Rascal Flatts, ‘These Days’

Powell native Gary LeVox formed Rascal Flatts with his second cousin, Jay DeMarcus of Columbus and Joe Don Rooney. After being named the top new vocal group by the Academy of Country Music (ACM) in 2000, they won top group honors for seven straight years from either the academy or the Country Music Association (CMA).

The woman in the video for “These Days,” the 2002 hit that reached No. 1, is Allison Alderson, a former Miss Tennessee who was cast to play LeVox’s ex.
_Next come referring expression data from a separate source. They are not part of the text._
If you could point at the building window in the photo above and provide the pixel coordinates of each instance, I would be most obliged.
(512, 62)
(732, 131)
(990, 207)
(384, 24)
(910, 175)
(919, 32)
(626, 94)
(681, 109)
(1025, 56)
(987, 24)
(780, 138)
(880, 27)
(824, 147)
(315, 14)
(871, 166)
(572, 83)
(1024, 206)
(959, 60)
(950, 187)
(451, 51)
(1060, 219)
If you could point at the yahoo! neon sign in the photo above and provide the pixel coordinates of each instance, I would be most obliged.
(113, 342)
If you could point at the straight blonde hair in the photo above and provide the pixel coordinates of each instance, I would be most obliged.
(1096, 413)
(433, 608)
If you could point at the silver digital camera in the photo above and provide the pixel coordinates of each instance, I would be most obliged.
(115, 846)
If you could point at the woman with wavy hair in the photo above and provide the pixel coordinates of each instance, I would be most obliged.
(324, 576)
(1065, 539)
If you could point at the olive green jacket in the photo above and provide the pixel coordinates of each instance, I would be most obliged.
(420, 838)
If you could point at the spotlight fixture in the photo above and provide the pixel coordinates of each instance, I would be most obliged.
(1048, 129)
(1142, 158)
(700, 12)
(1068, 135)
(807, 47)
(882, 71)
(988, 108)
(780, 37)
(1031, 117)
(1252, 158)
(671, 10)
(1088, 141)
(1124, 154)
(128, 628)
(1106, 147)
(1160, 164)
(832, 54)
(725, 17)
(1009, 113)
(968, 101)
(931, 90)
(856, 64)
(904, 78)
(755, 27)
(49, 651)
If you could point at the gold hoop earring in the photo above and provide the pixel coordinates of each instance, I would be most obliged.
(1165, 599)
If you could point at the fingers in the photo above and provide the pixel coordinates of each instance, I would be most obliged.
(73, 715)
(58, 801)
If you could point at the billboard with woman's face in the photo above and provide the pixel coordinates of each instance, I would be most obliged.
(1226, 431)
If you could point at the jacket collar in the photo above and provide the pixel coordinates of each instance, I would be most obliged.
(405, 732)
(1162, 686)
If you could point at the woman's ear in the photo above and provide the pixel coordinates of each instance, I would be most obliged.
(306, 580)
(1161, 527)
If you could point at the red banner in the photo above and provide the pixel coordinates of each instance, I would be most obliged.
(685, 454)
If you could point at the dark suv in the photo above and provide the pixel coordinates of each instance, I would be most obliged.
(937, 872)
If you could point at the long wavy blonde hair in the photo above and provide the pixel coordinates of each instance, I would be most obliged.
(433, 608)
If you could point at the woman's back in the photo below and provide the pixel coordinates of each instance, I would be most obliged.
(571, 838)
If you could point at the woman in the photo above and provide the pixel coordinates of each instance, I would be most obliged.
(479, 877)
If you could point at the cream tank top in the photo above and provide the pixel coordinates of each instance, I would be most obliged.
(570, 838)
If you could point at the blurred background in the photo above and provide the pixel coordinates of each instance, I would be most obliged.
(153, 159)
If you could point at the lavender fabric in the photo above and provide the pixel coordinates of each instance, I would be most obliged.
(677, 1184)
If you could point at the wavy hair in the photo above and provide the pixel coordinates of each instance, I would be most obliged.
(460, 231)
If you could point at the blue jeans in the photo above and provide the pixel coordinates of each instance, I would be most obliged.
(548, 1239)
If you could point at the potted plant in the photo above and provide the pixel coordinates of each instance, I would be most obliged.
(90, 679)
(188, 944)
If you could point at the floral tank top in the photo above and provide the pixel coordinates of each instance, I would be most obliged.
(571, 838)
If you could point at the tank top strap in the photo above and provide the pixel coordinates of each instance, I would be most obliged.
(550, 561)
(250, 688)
She met DeMarcus during filming and the couple has been married since 2004.

Bow Wow, ‘That’s My Name’

Compared to Mozart, who composed his first pieces at age 5, Shad Moss got a late start in music. The Reynoldsburg native was discovered by Snoop Dogg at age 6 and released his first album, Lil’ Bow Wow, at age 13.

Now 37, retired and known as Bow Wow since 2002, Moss is a musician, actor, TV host, restaurateur and entrepreneur. “Bow Wow (That’s My Name)” was on his 2000 debut album, “Beware of Dog.”

The Evolution Control Committee, ‘Rebel Without a Pause (Whipped Cream Mix)’

Not everyone pays homage to the Evolution Control Committee, a 38-year-old Columbus band credited with creating the mashup. Their first was a 1993 mixes of Public Enemy raps with Herb Alpert instrumentals. As founder Mark Gunderson (also known as TradeMark G.) says, “The ECC has been making mashups since long before they were called mashups.”

Other hits include a mix of Dan Rather reporting on atrocities with the music of AC/DC, as well as the lyrics of Britney Spears’ “Oops!…I Did It Again” mixed with the music of Led Zeppelin’s “Stairway to Heaven.”

Michael Feinstein

Eastmoor High School graduate Feinstein got his start playing piano for the Columbus JCC Gallery Players. At age 20, he moved to Los Angeles and became an assistant to lyricist Ira Gershwin; he has been recording and performing since his 1986 debut album, “Pure Gershwin.”

In 2007, Feinstein founded the Great American Songbook Foundation to celebrate and preserve American music. He has been nominated for five Grammys in his career.

Teen Dream, ‘Let’s Get Busy’

In 1987, two years before En Vogue and three years before the formation of the group that would become Destiny’s Child, Columbus teens Lisa Jackson, Terri Whitlow and Nikki Desiree signed a record deal with Warner Brothers, got big airplay with their first music video and hit the road for a 25-city tour. “Let’s Get Busy” peaked at No. 44 on the Hot Black Singles chart.

Teen Dream was in the spotlight for just a year and disbanded by 1990.